Transmitting station in Wales

The St Hilary transmitting station is a facility for telecommunications situated close to the village of St Hilary, Glamorgan in the Vale of Glamorgan, Wales, in the United Kingdom. It comprises a 750 ft guyed mast with antennas attached at various heights. The site was established in 1958 for Independent Television transmission on VHF. Transmissions from the site include FM radio, DAB radio and mobile telephone signals.

It broadcasts Heart South Wales on FM and DAB to the large parts of South Wales.

Its broadcast areas include: St.

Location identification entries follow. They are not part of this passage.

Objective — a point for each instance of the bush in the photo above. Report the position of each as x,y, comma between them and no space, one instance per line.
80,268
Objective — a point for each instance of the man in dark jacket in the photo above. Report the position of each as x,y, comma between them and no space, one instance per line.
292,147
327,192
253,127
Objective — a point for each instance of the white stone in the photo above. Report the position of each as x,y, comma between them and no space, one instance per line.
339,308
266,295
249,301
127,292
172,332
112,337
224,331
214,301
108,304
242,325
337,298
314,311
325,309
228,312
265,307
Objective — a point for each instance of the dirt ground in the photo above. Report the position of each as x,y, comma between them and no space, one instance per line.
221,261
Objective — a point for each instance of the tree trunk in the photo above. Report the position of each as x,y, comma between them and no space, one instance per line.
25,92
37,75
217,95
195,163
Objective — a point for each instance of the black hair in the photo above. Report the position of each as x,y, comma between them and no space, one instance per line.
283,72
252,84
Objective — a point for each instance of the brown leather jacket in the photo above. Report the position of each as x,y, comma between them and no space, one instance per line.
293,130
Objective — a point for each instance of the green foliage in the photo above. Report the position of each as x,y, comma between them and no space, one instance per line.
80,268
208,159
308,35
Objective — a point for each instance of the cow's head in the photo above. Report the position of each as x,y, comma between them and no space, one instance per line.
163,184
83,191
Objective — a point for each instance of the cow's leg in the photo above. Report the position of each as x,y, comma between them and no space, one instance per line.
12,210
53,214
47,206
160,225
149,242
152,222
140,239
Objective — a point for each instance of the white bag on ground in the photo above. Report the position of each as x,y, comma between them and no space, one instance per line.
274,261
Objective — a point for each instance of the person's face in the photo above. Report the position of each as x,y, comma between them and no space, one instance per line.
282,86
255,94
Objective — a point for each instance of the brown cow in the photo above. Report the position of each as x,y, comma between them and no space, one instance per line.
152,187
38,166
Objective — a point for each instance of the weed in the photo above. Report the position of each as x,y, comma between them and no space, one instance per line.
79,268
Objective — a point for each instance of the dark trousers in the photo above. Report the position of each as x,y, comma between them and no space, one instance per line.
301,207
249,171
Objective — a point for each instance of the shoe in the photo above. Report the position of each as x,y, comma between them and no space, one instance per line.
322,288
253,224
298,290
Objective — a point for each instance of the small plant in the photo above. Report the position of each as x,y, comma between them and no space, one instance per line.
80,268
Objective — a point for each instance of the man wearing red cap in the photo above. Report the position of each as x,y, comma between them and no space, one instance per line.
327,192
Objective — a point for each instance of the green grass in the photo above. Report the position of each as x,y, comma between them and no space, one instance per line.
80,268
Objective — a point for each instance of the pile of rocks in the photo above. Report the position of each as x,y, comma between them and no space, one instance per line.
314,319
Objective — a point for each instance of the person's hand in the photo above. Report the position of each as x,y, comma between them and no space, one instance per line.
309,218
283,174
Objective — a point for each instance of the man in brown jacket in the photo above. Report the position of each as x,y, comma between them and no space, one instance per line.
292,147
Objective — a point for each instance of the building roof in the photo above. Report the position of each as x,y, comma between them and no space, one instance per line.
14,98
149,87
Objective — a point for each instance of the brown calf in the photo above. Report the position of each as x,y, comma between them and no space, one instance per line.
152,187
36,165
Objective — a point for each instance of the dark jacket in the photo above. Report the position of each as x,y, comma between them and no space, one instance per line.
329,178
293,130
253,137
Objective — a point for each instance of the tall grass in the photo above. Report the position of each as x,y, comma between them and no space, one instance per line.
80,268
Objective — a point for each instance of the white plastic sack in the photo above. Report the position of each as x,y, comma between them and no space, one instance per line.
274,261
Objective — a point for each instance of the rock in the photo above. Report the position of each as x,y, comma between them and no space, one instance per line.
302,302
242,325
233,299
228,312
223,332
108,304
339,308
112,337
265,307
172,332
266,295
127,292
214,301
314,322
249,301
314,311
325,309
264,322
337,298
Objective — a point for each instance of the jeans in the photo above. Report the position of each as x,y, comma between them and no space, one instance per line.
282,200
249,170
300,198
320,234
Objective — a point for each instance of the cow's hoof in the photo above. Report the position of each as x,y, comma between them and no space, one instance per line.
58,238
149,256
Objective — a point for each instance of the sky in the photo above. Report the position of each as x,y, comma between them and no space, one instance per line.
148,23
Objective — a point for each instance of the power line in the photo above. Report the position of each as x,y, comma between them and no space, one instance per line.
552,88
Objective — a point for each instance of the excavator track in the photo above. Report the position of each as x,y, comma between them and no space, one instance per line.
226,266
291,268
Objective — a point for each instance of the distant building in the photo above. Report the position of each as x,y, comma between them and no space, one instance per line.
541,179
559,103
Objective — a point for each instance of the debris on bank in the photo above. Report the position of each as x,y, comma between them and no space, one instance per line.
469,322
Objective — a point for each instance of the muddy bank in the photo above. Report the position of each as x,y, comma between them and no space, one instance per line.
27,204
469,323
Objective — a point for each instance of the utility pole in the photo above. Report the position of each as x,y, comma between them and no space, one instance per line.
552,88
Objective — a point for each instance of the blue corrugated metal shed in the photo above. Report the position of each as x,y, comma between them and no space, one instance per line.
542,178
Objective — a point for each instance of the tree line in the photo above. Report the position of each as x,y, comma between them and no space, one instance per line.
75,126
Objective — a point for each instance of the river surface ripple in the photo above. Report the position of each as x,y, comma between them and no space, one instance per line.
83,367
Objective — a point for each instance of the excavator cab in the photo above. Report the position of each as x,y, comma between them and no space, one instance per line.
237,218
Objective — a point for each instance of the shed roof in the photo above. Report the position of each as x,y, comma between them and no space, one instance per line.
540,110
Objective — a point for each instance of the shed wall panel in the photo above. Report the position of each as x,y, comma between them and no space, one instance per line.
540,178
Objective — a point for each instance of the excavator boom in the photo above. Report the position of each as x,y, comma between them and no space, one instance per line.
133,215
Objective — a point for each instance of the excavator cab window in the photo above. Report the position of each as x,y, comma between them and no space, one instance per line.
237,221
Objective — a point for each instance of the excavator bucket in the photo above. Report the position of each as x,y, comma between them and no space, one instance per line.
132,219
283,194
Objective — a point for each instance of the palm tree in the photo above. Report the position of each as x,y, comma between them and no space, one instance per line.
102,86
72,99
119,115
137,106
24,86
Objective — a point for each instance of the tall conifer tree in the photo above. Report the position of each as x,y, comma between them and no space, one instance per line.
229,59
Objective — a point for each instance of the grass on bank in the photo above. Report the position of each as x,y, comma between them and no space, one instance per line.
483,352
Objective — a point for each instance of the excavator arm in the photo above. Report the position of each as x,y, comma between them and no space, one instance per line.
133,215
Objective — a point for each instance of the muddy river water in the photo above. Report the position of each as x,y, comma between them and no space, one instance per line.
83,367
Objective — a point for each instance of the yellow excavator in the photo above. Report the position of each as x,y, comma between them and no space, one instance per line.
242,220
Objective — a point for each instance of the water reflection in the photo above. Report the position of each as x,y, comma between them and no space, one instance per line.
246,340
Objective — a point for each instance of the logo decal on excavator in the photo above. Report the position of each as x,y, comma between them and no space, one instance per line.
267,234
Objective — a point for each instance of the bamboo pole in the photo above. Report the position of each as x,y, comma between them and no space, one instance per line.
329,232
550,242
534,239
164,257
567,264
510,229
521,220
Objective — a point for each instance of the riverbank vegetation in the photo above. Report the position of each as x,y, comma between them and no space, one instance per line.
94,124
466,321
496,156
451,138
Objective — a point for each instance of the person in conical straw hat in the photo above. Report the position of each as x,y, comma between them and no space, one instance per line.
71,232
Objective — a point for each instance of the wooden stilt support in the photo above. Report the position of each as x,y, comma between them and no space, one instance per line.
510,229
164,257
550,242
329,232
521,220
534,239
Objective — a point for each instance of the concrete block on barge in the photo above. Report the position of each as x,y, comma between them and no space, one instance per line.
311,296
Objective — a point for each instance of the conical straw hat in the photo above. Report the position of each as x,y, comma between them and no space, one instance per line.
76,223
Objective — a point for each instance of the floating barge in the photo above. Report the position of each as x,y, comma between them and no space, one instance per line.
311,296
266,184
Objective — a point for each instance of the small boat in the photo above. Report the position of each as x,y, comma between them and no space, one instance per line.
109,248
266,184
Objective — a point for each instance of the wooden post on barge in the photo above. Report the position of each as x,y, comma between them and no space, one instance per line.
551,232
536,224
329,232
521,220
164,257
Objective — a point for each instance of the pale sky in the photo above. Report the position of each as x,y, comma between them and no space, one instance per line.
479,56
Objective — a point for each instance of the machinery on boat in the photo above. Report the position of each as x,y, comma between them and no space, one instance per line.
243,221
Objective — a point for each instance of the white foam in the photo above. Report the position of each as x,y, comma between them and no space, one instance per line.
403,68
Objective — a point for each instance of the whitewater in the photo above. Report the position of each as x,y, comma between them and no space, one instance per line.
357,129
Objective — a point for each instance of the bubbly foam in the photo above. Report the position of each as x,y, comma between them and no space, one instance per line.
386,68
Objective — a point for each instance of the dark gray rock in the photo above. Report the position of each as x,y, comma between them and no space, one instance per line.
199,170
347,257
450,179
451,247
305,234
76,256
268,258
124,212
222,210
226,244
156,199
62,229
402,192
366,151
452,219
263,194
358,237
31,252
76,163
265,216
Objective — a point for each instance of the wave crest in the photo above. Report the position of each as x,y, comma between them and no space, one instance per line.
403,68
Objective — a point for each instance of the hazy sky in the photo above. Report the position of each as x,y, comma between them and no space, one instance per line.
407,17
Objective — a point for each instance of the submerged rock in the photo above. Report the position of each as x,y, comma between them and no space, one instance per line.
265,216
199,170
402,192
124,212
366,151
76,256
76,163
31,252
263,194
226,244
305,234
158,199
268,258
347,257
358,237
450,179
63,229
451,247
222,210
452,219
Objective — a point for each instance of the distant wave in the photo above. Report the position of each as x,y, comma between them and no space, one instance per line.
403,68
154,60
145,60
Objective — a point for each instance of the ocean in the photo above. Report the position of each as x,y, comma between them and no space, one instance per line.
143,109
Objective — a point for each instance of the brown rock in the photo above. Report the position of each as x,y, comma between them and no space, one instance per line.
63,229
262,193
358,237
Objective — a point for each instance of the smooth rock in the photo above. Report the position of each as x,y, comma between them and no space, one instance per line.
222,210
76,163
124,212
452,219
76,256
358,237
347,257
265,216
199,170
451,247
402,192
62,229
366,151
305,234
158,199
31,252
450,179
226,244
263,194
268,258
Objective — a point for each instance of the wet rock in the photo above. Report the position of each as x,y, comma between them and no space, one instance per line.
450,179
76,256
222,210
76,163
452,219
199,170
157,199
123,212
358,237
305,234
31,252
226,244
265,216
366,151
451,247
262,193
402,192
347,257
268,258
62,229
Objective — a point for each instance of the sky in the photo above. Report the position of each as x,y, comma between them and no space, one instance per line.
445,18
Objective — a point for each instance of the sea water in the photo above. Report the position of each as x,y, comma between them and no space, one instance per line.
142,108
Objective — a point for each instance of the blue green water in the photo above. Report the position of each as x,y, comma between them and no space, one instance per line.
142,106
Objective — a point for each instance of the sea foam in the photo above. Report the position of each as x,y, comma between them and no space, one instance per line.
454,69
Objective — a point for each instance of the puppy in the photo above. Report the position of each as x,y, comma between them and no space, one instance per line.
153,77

Hilary, Cowbridge, Ystradowen, Miskin, Pontyclun, Bonvilston, St. Nicholas, Swansea, Llanelli, West of Barry, Pontypridd, Caerphilly, Mountain Ash, Llantrisant, Church Village and Talbot Green.

The studios of the regional radio station Nation Radio are located on the site and its DAB transmissions to south-east Wales are made from the mast. Nation Radio also transmits from other sites, including on FM from nearby Wenvoe and from Kilvey Hill in Swansea.

==History==
===Construction===
The plan by the Independent Television Authority (ITA) to build a mast at the site was controversial (prompting a House of Lords debate in May 1957). This was due to its proximity to Rhoose Airport (now Cardiff International Airport), and ITA's initial plan for a 1000 ft mast on a site that itself is 125 m above sea level.

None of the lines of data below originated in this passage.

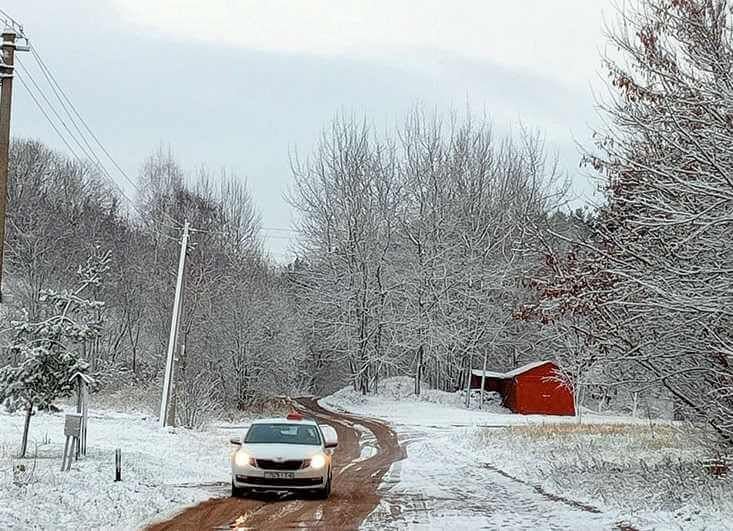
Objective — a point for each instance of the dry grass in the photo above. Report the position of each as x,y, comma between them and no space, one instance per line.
538,431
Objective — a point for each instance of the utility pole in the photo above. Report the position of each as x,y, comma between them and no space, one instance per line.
175,326
6,94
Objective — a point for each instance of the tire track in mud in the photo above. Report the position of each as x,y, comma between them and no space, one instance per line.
355,486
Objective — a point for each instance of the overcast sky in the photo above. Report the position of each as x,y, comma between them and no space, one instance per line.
239,83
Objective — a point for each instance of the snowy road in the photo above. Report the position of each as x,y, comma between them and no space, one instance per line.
440,487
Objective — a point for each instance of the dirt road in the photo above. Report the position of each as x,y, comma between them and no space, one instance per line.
354,494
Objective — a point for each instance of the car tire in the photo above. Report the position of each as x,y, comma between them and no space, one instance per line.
325,492
238,492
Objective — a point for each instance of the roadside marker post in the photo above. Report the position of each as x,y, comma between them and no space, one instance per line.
118,465
72,431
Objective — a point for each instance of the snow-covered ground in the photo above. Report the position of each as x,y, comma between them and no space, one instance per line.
471,469
163,470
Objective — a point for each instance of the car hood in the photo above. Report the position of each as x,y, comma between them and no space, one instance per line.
281,451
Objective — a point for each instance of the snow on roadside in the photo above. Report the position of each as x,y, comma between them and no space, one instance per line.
396,403
632,471
163,470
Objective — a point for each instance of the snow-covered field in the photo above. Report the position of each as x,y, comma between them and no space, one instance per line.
470,469
163,470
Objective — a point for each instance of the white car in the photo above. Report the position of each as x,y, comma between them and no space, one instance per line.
291,454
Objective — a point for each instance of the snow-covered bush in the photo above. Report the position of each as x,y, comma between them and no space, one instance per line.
48,345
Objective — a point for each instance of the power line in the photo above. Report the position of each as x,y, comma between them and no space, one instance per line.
48,118
84,150
55,83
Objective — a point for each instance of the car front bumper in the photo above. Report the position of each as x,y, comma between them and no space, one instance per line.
257,478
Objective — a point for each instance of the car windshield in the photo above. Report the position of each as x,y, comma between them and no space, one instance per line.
283,434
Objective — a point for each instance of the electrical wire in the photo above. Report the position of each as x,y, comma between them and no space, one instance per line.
90,155
54,83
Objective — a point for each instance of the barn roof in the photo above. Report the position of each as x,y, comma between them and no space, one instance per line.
513,372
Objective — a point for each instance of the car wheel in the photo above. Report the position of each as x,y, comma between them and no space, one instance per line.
238,492
325,492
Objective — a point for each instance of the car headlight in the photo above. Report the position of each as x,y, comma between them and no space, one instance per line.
318,461
242,459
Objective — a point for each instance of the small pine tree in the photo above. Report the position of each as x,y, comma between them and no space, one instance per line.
48,346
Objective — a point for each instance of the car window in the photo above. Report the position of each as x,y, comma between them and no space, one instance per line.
283,434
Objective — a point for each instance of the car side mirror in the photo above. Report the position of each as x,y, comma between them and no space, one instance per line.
330,436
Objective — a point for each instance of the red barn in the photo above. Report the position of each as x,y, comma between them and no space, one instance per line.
528,390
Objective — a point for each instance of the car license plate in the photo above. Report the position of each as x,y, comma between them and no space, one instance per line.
279,475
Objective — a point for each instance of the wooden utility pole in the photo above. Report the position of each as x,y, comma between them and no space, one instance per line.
7,66
175,326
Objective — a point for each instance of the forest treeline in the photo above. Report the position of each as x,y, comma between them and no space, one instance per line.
438,246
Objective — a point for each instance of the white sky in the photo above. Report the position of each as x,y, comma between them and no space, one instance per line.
237,84
557,39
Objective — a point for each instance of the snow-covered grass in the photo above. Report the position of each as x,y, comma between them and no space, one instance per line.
648,473
655,474
163,470
396,402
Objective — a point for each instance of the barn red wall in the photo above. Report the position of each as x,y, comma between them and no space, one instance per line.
528,394
490,384
536,396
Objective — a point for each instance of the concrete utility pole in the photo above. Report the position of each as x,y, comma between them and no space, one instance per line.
7,66
6,94
175,326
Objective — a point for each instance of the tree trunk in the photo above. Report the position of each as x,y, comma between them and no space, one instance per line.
418,370
24,444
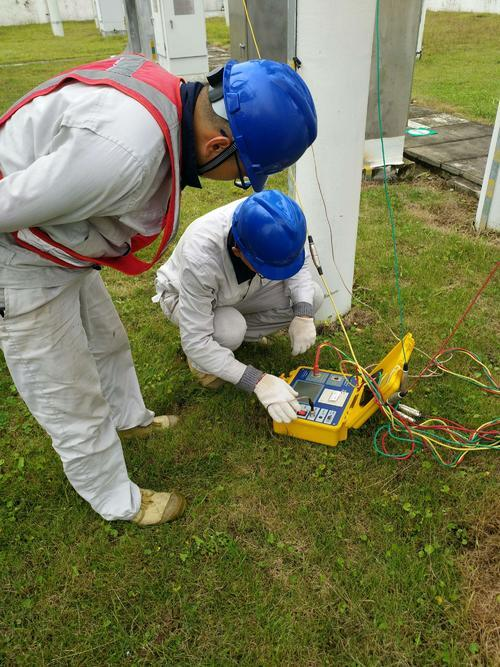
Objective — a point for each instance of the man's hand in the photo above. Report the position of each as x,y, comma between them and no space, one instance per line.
278,397
302,334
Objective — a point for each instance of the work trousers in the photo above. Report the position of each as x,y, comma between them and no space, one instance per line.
69,356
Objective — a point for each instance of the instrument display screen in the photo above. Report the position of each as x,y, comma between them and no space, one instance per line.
308,389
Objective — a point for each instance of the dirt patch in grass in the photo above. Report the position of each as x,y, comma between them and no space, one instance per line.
453,211
481,571
357,317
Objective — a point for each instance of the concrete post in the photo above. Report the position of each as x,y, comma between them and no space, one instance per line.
334,43
420,38
488,210
55,18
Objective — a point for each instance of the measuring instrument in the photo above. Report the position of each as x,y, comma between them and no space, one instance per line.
332,402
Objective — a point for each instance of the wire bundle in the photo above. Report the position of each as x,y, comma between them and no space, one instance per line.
448,441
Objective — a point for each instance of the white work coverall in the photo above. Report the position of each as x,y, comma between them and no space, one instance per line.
88,165
198,290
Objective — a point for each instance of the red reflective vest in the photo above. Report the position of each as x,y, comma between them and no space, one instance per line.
159,92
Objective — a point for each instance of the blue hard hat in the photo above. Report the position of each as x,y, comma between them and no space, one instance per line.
271,114
270,230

Objections were noted, the mast height was eventually limited to 750 ft and it was built by BICC in Summer 1957 to provide 405-line VHF television to south Wales and the West of England.

===Transmission===
Test transmissions commenced on 2 September 1957 on Band III channel 10 (199.75 MHz) from antennas at 340 m above sea level and the station entered television broadcast service on that frequency in January 1958. The programming was initially provided by TWW.

In 1965, Band III channel 7 (184.75 MHz) was added to the mast, transmitting from an antenna array sited about 20 m below the existing channel 10 array. This was to carry the programmes of the bilingual Teledu Cymru service that were already being provided by TWW in the rest of Wales, which in 1968 was replaced by Harlech Television (HTV Wales). From that point onwards, the channel 10 transmissions carried the English-language "General Service" (again, initially provided by TWW, and from 1968 by HTV).

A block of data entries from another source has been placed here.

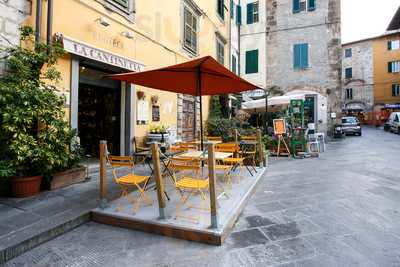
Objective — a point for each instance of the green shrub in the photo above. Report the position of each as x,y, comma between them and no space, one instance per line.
35,137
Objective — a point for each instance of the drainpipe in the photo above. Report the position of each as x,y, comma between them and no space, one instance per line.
38,21
49,22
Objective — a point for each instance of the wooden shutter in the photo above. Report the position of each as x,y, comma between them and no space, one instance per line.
297,56
251,61
311,5
304,56
250,13
296,6
238,15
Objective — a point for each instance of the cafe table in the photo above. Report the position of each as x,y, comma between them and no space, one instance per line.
202,156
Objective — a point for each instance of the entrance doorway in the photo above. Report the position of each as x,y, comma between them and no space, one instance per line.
99,111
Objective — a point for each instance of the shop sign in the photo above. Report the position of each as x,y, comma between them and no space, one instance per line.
393,106
87,51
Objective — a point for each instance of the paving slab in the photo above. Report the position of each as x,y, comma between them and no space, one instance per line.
341,209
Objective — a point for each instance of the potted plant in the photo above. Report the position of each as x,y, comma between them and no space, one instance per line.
158,133
35,134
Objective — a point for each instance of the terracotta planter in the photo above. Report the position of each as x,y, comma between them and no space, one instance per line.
25,186
68,177
5,187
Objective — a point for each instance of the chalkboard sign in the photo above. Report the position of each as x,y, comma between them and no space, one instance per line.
155,113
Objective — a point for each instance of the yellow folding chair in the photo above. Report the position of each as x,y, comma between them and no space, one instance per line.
214,138
189,184
129,180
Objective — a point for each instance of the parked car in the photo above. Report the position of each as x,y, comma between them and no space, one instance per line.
393,123
351,125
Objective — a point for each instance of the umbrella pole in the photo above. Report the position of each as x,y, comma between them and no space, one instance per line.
201,106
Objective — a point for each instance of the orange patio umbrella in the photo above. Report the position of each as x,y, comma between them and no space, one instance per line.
198,77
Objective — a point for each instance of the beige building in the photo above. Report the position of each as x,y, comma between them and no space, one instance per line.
113,36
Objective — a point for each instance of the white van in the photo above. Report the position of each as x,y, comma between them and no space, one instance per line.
393,123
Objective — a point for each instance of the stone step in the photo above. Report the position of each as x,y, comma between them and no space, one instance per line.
24,239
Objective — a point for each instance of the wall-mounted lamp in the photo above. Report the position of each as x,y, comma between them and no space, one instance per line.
103,21
127,34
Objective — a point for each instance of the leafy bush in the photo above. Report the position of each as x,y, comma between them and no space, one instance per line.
35,136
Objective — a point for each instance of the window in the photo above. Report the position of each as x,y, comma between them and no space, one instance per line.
251,61
238,15
220,8
395,89
393,44
303,5
348,73
394,66
348,52
300,56
220,51
122,7
234,64
252,13
190,31
349,94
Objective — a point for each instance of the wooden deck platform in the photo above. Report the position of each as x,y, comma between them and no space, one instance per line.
230,206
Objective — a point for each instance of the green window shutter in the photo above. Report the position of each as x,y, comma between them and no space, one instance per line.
297,56
311,5
304,56
238,15
250,13
251,61
296,6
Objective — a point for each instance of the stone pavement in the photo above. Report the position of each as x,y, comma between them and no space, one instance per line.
342,209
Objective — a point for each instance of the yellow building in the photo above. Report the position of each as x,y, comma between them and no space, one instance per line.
387,70
387,66
113,36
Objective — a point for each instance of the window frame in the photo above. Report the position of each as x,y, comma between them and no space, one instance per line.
301,47
390,45
349,94
394,66
128,12
220,43
193,51
346,54
351,73
248,69
221,15
303,7
395,90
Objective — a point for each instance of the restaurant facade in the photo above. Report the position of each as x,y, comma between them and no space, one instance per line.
103,37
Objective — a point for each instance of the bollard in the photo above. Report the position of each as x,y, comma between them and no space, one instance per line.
158,178
212,184
260,145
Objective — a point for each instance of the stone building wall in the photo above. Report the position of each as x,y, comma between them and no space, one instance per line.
321,30
361,62
12,14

In 1985, when 405-line TV closed, the site was re-engineered to remove the VHF television antennas. St. Hilary became just a telecommunications mast and remained so until October 2000 when Real Radio commenced FM Radio broadcasting from the site. In late 2000, DAB Digital Radio was added to the radio broadcasting repertoire initially transmitting the Cardiff & Newport multiplex on channel 11C, but with Swansea SW Wales on channel 12A commencing in February 2004.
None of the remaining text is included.